Family A | Family B | Family C | |
---|---|---|---|
Household size | 8 | 2 | 2 |
Income | 80,000 | 30,000 | 80,000 |
Adjustment factor | 1.32 | 0.80 | 0.80 |
Adjusted income | 60,606 | 37,500 | 100,000 |
Assessed value | 250,000 | 100,000 | 250,000 |
Tax rate | 2% | 2% | 2% |
Taxes liability | 5,000 | 2,000 | 5,000 |
ETR (Adjusted income) | 8.25% | 5.33% | 5.00% |
Source: Adjustment factors
In evaluating the efficiency of property taxes, key questions center around whether the tax distorts economic decisions and the extent of these distortions.
The distortion of economic decisions can affect various areas. It can influence consumption decisions, particularly the choice between housing and other goods. It may also impact investment decisions, such as how much individuals or businesses invest in real estate. Additionally, business production decisions could be altered by the tax, affecting how businesses allocate resources.
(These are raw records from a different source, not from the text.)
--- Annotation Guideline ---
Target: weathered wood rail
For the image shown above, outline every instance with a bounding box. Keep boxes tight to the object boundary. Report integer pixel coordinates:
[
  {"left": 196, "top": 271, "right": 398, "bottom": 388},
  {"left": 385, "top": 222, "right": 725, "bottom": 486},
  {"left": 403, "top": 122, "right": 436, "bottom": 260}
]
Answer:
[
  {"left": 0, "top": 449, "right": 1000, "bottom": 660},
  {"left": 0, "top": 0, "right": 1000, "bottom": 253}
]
Finally, property taxes can influence location decisions for both individuals and firms, as tax rates may lead them to choose one location over another.
Adequacy in property tax evaluation focuses on the variations in revenue-raising capacity across different jurisdictions. These variations can be attributed to differences in wealth, with wealthier areas having a higher capacity to generate revenue. The presence of large industries can further increase a jurisdiction’s ability to raise revenue. On the other hand, exemptions can undermine the capacity to generate revenue by reducing the taxable base.
Elasticity refers to the potential for increasing tax revenue as incomes grow, without altering the tax base or the tax rate. This depends on the relationship between income growth, the market value of homes, and the method used for property assessments. A more elastic system can adapt to economic growth, ensuring that revenue increases naturally as the economy expands.
Feasibility in property tax systems is often influenced by the complexity of property assessment, which is considered the most challenging aspect. There is a trade-off between achieving horizontal equity and managing administrative costs. While property taxes are generally politically feasible, they are highly visible to taxpayers because they are often paid in a lump sum, either annually or semi-annually. Elected officials may hesitate to raise commercial property tax rates out of concern that higher taxes could drive businesses out of the area.
In terms of stability, property taxes benefit from a broad tax base, which typically experiences little fluctuation over time. However, fluctuations in tax revenue can occur due to changes in property assessments, making assessment practices a key factor in the overall stability of the property tax system.